Though focused at least ostensibly on the symbol or theme of chosen families in the Buffyverse and limitedly in the Whedon verse, Battis’s book jumps around to other issues, including reflexive ruminations on postgraduate life in the staid and conventional university of today.  I was left with the feeling that without such padding the book, like so many books in film studies and television studies, would probably have made a better journal article than a monograph.

Beyond this structural issue I had a number of issues with Blood Relations, a book that is in someways Buffy meets sociology, but selective sociology. Like so many of those who engage in crystal ball textualism Battis, while briefly exploring quantitative data on Canadian and US families and far to limited in its utilisation of primary documentary material (mostly interviews of Whedon)—Battis’s analysis is grounded in the sola textura method, an exploration of the text alone, a kind of academic fundamentalist approach to texts. Whether one can discern everything one always wanted to know about a given text, including its economic, political, cultural, demographic, and geographical contexts, is an open question, an open question in which I would answer that it is not possible to do that with any confidence given its lack of evidentiary checks and balances. This, in turn, means that one can compellingly argue that academic textual analysis is actually a form of situated reader response that tells us as much if not more about the reader, including his or her ideological persuasions, than the text itself.

Battis, like so many social and cultural constructionists—who got there before Foucault, by the way, as did social and cultural anthropologists like Franz Boas and Margaret Mead—does not grasp Buffy’s and Angel’s theodicy.
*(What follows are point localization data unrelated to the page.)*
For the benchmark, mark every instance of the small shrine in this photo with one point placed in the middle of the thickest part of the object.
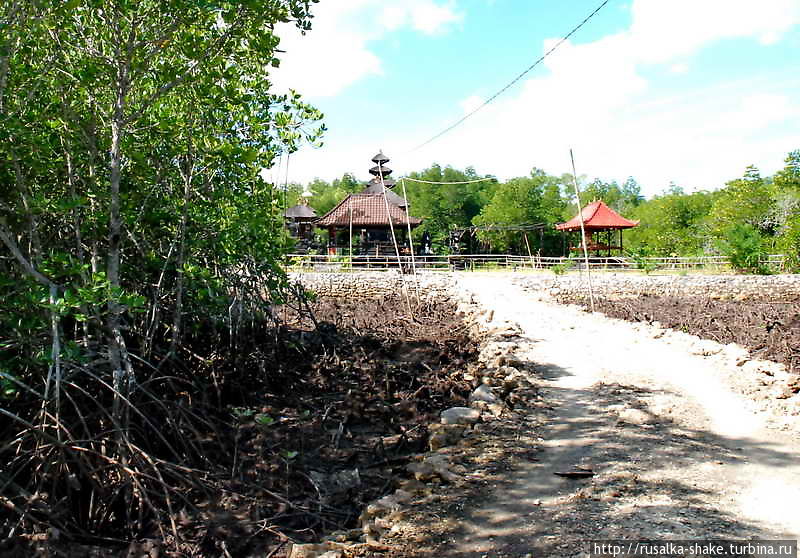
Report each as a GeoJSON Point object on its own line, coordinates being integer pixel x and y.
{"type": "Point", "coordinates": [299, 221]}
{"type": "Point", "coordinates": [362, 222]}
{"type": "Point", "coordinates": [601, 225]}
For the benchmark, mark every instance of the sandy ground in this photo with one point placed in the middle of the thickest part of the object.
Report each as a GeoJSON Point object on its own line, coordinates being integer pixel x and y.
{"type": "Point", "coordinates": [677, 452]}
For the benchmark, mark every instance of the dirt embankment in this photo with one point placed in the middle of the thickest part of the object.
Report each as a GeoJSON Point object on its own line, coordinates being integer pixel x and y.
{"type": "Point", "coordinates": [333, 408]}
{"type": "Point", "coordinates": [769, 330]}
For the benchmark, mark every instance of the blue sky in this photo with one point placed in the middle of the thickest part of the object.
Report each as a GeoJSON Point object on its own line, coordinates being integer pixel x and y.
{"type": "Point", "coordinates": [684, 91]}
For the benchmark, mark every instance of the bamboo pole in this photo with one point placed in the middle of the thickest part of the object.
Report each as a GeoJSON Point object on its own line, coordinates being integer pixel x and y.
{"type": "Point", "coordinates": [583, 231]}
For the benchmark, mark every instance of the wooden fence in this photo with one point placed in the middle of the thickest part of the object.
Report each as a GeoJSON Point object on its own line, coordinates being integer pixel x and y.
{"type": "Point", "coordinates": [509, 262]}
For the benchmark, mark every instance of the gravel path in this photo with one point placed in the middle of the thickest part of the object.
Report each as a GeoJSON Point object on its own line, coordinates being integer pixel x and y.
{"type": "Point", "coordinates": [677, 453]}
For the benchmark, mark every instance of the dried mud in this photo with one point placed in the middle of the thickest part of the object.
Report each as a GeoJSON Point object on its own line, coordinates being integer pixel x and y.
{"type": "Point", "coordinates": [770, 330]}
{"type": "Point", "coordinates": [334, 408]}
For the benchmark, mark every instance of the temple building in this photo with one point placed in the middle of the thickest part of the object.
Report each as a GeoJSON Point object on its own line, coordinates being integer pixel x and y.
{"type": "Point", "coordinates": [299, 220]}
{"type": "Point", "coordinates": [364, 220]}
{"type": "Point", "coordinates": [599, 223]}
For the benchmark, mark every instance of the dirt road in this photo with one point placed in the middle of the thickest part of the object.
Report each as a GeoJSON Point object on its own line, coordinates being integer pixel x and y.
{"type": "Point", "coordinates": [676, 453]}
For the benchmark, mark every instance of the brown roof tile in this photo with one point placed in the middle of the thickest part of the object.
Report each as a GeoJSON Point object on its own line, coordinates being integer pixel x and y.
{"type": "Point", "coordinates": [368, 210]}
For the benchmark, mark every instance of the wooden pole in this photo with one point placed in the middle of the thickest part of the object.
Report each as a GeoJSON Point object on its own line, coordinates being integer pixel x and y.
{"type": "Point", "coordinates": [351, 236]}
{"type": "Point", "coordinates": [410, 241]}
{"type": "Point", "coordinates": [583, 231]}
{"type": "Point", "coordinates": [527, 244]}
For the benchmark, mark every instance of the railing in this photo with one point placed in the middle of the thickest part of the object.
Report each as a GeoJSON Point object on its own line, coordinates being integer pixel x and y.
{"type": "Point", "coordinates": [485, 262]}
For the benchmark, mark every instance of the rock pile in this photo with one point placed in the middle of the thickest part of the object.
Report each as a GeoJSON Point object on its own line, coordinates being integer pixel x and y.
{"type": "Point", "coordinates": [375, 284]}
{"type": "Point", "coordinates": [620, 285]}
{"type": "Point", "coordinates": [501, 384]}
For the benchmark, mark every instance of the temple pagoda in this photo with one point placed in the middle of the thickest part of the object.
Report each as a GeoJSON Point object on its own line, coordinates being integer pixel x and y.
{"type": "Point", "coordinates": [299, 219]}
{"type": "Point", "coordinates": [363, 219]}
{"type": "Point", "coordinates": [599, 224]}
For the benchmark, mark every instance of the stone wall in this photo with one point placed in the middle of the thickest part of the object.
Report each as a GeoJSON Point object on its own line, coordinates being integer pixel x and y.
{"type": "Point", "coordinates": [374, 284]}
{"type": "Point", "coordinates": [618, 285]}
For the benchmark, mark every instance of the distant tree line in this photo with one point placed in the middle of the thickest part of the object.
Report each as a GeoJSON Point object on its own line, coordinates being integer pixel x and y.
{"type": "Point", "coordinates": [746, 219]}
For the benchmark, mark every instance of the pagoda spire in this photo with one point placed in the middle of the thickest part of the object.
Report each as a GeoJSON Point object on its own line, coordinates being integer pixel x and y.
{"type": "Point", "coordinates": [380, 171]}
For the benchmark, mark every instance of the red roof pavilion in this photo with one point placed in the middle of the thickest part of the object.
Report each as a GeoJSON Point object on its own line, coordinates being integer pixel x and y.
{"type": "Point", "coordinates": [597, 218]}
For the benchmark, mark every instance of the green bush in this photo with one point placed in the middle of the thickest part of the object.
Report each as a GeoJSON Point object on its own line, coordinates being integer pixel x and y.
{"type": "Point", "coordinates": [744, 248]}
{"type": "Point", "coordinates": [562, 268]}
{"type": "Point", "coordinates": [789, 244]}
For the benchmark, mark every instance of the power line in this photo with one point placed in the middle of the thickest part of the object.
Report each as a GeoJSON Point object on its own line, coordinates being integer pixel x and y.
{"type": "Point", "coordinates": [445, 183]}
{"type": "Point", "coordinates": [515, 80]}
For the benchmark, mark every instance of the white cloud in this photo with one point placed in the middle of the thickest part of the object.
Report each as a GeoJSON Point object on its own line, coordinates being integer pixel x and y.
{"type": "Point", "coordinates": [661, 31]}
{"type": "Point", "coordinates": [679, 68]}
{"type": "Point", "coordinates": [596, 99]}
{"type": "Point", "coordinates": [336, 53]}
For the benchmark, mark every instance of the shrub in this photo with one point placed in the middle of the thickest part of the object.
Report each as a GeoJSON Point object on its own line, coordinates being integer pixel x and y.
{"type": "Point", "coordinates": [562, 268]}
{"type": "Point", "coordinates": [744, 248]}
{"type": "Point", "coordinates": [789, 244]}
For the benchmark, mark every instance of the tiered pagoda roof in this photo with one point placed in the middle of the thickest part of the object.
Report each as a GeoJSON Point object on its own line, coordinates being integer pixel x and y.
{"type": "Point", "coordinates": [368, 207]}
{"type": "Point", "coordinates": [300, 211]}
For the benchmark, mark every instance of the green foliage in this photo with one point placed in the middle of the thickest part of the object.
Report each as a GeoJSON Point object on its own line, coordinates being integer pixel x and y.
{"type": "Point", "coordinates": [562, 268]}
{"type": "Point", "coordinates": [640, 257]}
{"type": "Point", "coordinates": [789, 243]}
{"type": "Point", "coordinates": [744, 247]}
{"type": "Point", "coordinates": [671, 224]}
{"type": "Point", "coordinates": [535, 199]}
{"type": "Point", "coordinates": [746, 200]}
{"type": "Point", "coordinates": [445, 207]}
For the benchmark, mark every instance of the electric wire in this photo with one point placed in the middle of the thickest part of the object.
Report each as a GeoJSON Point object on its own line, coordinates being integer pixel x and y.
{"type": "Point", "coordinates": [514, 81]}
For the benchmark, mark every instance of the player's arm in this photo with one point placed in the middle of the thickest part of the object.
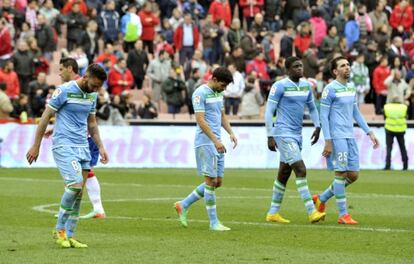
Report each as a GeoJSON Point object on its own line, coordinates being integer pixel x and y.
{"type": "Point", "coordinates": [315, 118]}
{"type": "Point", "coordinates": [364, 126]}
{"type": "Point", "coordinates": [33, 152]}
{"type": "Point", "coordinates": [271, 107]}
{"type": "Point", "coordinates": [326, 103]}
{"type": "Point", "coordinates": [226, 125]}
{"type": "Point", "coordinates": [94, 132]}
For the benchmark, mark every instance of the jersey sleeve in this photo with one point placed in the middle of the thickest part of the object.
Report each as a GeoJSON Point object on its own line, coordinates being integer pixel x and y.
{"type": "Point", "coordinates": [326, 102]}
{"type": "Point", "coordinates": [199, 101]}
{"type": "Point", "coordinates": [58, 99]}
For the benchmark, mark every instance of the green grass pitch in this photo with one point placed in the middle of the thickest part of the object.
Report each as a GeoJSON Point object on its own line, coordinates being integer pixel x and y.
{"type": "Point", "coordinates": [142, 227]}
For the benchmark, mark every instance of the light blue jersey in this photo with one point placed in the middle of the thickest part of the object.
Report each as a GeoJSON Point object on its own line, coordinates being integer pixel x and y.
{"type": "Point", "coordinates": [288, 100]}
{"type": "Point", "coordinates": [338, 110]}
{"type": "Point", "coordinates": [211, 103]}
{"type": "Point", "coordinates": [72, 106]}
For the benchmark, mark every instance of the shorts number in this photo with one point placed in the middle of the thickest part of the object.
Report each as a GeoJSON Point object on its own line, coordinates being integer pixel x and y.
{"type": "Point", "coordinates": [75, 165]}
{"type": "Point", "coordinates": [342, 156]}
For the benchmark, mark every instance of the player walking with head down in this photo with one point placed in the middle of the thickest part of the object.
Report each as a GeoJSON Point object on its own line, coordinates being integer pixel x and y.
{"type": "Point", "coordinates": [209, 111]}
{"type": "Point", "coordinates": [338, 110]}
{"type": "Point", "coordinates": [287, 98]}
{"type": "Point", "coordinates": [75, 105]}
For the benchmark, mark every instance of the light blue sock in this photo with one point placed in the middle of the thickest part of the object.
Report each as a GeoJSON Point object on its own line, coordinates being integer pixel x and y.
{"type": "Point", "coordinates": [303, 189]}
{"type": "Point", "coordinates": [194, 196]}
{"type": "Point", "coordinates": [339, 190]}
{"type": "Point", "coordinates": [210, 201]}
{"type": "Point", "coordinates": [74, 216]}
{"type": "Point", "coordinates": [66, 206]}
{"type": "Point", "coordinates": [277, 197]}
{"type": "Point", "coordinates": [329, 193]}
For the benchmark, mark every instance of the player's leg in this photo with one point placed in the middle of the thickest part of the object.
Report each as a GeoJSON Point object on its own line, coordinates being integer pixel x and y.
{"type": "Point", "coordinates": [67, 162]}
{"type": "Point", "coordinates": [279, 187]}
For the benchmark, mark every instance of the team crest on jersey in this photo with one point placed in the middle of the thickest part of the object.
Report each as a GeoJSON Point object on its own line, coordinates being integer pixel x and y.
{"type": "Point", "coordinates": [56, 93]}
{"type": "Point", "coordinates": [197, 100]}
{"type": "Point", "coordinates": [272, 91]}
{"type": "Point", "coordinates": [325, 93]}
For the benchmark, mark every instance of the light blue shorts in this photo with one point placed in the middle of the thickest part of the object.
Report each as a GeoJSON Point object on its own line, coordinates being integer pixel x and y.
{"type": "Point", "coordinates": [290, 149]}
{"type": "Point", "coordinates": [71, 161]}
{"type": "Point", "coordinates": [345, 155]}
{"type": "Point", "coordinates": [209, 162]}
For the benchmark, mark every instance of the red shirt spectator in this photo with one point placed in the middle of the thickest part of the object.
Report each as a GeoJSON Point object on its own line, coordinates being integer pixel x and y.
{"type": "Point", "coordinates": [9, 77]}
{"type": "Point", "coordinates": [402, 15]}
{"type": "Point", "coordinates": [120, 78]}
{"type": "Point", "coordinates": [220, 10]}
{"type": "Point", "coordinates": [82, 6]}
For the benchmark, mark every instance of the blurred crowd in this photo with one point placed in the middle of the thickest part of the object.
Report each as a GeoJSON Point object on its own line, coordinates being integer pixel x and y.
{"type": "Point", "coordinates": [169, 47]}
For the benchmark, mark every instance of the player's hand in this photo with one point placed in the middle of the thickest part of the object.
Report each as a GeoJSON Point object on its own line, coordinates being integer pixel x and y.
{"type": "Point", "coordinates": [271, 144]}
{"type": "Point", "coordinates": [32, 154]}
{"type": "Point", "coordinates": [327, 150]}
{"type": "Point", "coordinates": [220, 147]}
{"type": "Point", "coordinates": [374, 139]}
{"type": "Point", "coordinates": [48, 132]}
{"type": "Point", "coordinates": [104, 156]}
{"type": "Point", "coordinates": [234, 140]}
{"type": "Point", "coordinates": [315, 135]}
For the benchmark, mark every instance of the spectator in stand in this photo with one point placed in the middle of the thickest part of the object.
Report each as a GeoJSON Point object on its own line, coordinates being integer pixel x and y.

Real evil exists in the Buffyverse along with shades of grey. And this is why the Scoobies and the Fang Gang fight not for god, not for country, not for any ethnic group, not for any particular gender, but for humanity. And at the end of Buffy that fight becomes much more democratic than it was under the gaze of the patriarchal and paternalist Watcher’s Council.

Battis does the now time warn cystal ball textualist representational song and dance. He calls for greater ethnic, gender, and class representation in ostensibly middle class texts like Buffy which is well and good but it ignores the “realites” of American television. British and even Canadian television, all of which seem to be more representational in these areas than US TV. The problem I have with these clarion calls is how far do we go in asking for representatonal representation in television shows? How about identity groups like the Amish, Christian fundamentalists, and Southern Baptists? Should they be represented in proportion to their populations on American TV? If so, how? An Amish remake of All in the Family perhaps? 

Battis misses some things. For example, Battis comments in a footnote that he has no idea what happened to Willow’s and Tara’s kitten, Miss Kitty Fantastico. Actually, Dawn explains what happened to Miss Kitty in the very last episode of Buffy. Speaking of Dawn, the introduction of Dawn into season five of Buffy adds a blood family dimension to a show emphasising chosen families making it more complicated it in the process, since Dawn, though she may be the key created by the monks to protect her from the hellgod Glory who wants to use her to go home, is literally blood kin to Buffy. 

Finally, while Battis makes a compelling case for the importance of chosen families in the work of Joss Whedon and in Buffy and Angel in particular—there are also chosen families of sorts in The Dick van Dyke Show, That Girl, and The Mary Tyler Moore Show—it is not the key symbol that gives meaning to  all the secondary symbols that circulate around it in the Buffyverse. The key symbol in Buffy, I would argue, is not chosen families but growing up, an existentialist portrayal of growing up with all its attendant joys and—this is a Whedon show after all—horrors and terrors. It is growing up that gives chosen families meaning in Buffy along with the increasing complexity of evil in the show, the problems associated with addictions, the problems associated with parental issues, and the decision to fight the good fight even if it is likely never to end the conflict once and for all. There is still a hellmouth in Cleveland after all.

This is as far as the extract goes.